Daytime running lights, which have been a requirement on all new cars and small vans produced in the EU since 2011, may be causing unintended confusion among drivers, according to the RAC.
Designed to make cars more visible to other road users in daylight conditions, daytime running lights (DRL) automatically switch on when the engine is running and switch off when the main headlights are turned on.
They are not designed to help drivers see where they are going, but to enable other road users to see the vehicle.
While all new vehicles have to have daytime running lights at the front, it is not a requirement to fit them at the rear – yet some manufacturers choose to do so, while others do not.
This, according to the RAC, is ‘causing confusion and frustration’ for road users in dull driving conditions.
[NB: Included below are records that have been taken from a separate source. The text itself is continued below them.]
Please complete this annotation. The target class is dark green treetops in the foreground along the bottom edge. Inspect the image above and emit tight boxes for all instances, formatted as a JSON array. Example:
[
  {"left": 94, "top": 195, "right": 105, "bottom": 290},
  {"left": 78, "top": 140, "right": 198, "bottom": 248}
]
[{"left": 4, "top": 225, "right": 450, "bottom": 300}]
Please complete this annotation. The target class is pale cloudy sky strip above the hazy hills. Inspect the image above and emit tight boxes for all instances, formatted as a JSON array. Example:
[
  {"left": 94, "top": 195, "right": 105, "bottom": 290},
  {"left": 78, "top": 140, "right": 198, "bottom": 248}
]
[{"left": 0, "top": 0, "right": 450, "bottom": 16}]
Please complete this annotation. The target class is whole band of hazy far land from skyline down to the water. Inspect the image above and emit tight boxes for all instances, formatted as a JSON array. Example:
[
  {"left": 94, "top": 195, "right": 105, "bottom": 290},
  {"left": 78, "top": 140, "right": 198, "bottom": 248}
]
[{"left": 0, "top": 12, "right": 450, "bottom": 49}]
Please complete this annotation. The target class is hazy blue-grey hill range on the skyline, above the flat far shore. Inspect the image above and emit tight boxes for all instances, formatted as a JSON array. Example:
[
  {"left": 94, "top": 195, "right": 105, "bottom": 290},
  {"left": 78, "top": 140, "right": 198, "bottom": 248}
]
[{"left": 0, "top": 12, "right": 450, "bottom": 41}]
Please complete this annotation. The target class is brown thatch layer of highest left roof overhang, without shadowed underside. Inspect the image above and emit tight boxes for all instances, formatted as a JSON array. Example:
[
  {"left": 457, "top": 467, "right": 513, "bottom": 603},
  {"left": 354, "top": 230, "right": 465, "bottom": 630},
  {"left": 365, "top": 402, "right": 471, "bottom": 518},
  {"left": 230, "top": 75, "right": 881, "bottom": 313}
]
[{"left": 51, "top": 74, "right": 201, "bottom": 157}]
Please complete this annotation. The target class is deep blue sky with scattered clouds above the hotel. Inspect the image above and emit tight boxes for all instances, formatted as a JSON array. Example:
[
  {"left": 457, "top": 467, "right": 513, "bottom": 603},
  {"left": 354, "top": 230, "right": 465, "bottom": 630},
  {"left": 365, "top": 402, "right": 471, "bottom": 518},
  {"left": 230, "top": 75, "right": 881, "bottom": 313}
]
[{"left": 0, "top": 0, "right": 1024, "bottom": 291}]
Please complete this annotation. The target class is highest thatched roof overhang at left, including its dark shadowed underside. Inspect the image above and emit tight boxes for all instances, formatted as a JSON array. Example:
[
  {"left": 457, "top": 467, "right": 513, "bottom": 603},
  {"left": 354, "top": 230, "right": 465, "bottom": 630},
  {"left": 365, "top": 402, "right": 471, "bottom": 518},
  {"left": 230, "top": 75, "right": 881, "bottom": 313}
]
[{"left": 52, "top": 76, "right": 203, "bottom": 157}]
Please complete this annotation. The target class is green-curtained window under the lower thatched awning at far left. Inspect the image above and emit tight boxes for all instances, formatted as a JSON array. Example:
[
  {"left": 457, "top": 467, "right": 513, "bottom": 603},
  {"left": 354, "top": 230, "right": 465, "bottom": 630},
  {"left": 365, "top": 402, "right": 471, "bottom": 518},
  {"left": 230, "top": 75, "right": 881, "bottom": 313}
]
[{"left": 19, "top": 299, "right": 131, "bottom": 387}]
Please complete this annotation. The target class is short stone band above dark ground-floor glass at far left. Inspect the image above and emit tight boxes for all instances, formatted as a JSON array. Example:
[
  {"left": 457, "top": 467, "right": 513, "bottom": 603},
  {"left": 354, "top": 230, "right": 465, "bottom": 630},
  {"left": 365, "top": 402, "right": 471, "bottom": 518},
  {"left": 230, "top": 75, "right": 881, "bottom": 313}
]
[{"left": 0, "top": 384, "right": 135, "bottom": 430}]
62% of respondents to a new RAC survey claimed to see other cars and vans driving in dull overcast conditions with lights on at the front, but no rear lights.
Pete Williams, RAC road safety spokesman, said: “This is potentially a very worrying finding as it implies that many motorists are driving without any rear lights believing that because they have running lights that switch on automatically at the front, they are also on at the rear.
“Alternatively, and arguably just as concerning, these drivers could simply have decided the light conditions were not bad enough to merit turning on their dipped lights or sidelights.
“While daytime running lights are clearly bringing a very valuable safety benefit to the UK’s roads, it would be good for every driver to take just a few minutes to make sure they know whether the vehicles they drive have them or not.”